The main purpose of Orange Textable is to turn text strings into data tables. As we will see, there are several methods for importing text strings, the simplest of which is keyboard input using widget Text Field (see also Keyboard input, widget labelling and segmentation display or Cookbook: Import text from keyboard. Whenever a new string is imported, it is assigned a unique identification number (called string index) and stays in memory as long as the widget that imported it.

Consider the following string of 16 characters (note that whitespace counts as a character too).

example1

Figure 1 : A simple string.

What makes the transition from text strings to data tables possible is the concept of a segmentation. What is a segmentation ? A segmentation is a string analysis based on a ordered list of segments. For instance, a string like “a simple example” above can be analyzed in many different ways: it consists of 3 words but also 16 characters, 14 letters, 6 vowels, 3 e’s, 2 mple’s, etc.

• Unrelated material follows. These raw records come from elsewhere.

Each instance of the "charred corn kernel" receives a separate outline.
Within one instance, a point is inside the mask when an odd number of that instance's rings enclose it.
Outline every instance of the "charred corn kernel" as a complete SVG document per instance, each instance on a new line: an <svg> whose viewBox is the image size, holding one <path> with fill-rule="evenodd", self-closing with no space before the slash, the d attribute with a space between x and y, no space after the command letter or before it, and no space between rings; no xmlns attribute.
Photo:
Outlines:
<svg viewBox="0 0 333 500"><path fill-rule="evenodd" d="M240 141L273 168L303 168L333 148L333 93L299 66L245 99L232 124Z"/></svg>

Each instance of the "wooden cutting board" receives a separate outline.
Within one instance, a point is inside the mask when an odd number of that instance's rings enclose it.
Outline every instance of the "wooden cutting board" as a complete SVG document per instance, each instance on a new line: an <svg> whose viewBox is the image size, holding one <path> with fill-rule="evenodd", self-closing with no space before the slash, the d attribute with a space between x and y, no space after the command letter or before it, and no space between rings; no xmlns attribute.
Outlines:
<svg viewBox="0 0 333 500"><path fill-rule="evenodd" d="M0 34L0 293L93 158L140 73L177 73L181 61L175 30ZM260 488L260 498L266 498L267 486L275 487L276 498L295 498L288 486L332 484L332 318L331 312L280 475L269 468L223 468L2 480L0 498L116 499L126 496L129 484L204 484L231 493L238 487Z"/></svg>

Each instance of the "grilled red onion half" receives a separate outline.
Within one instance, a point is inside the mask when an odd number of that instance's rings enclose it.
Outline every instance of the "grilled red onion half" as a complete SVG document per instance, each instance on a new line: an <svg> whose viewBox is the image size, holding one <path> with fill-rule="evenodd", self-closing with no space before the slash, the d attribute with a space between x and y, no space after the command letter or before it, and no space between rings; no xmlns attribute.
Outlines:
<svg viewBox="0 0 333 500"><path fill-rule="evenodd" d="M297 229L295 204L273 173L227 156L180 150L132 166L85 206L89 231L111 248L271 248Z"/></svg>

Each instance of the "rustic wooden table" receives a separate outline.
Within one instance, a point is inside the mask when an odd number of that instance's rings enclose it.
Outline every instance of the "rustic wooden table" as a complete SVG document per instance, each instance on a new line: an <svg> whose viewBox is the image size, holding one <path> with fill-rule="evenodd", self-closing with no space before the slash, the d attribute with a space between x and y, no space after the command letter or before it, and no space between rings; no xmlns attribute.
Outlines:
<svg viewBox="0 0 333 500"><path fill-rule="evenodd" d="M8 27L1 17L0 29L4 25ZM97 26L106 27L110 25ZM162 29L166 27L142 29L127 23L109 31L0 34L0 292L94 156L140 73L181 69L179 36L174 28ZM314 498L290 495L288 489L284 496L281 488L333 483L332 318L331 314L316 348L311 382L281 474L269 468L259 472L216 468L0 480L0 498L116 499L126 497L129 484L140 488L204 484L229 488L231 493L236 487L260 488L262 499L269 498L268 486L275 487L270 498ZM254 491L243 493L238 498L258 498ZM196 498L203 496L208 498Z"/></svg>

In the previous example, all the segments of a given segmentation refer to the same string. However, a segmentation can span several strings. Thus, the segments of a segmentation can cover different strings, as in the example below, where the segmentation “a”, “simple”, “plan” spans two strings (“a simple example” and “what’s the plan”). All segments referring to a given string must be grouped together, in the order in which they appear in the string.

example2

Figure 2 : A segmentation can span several strings.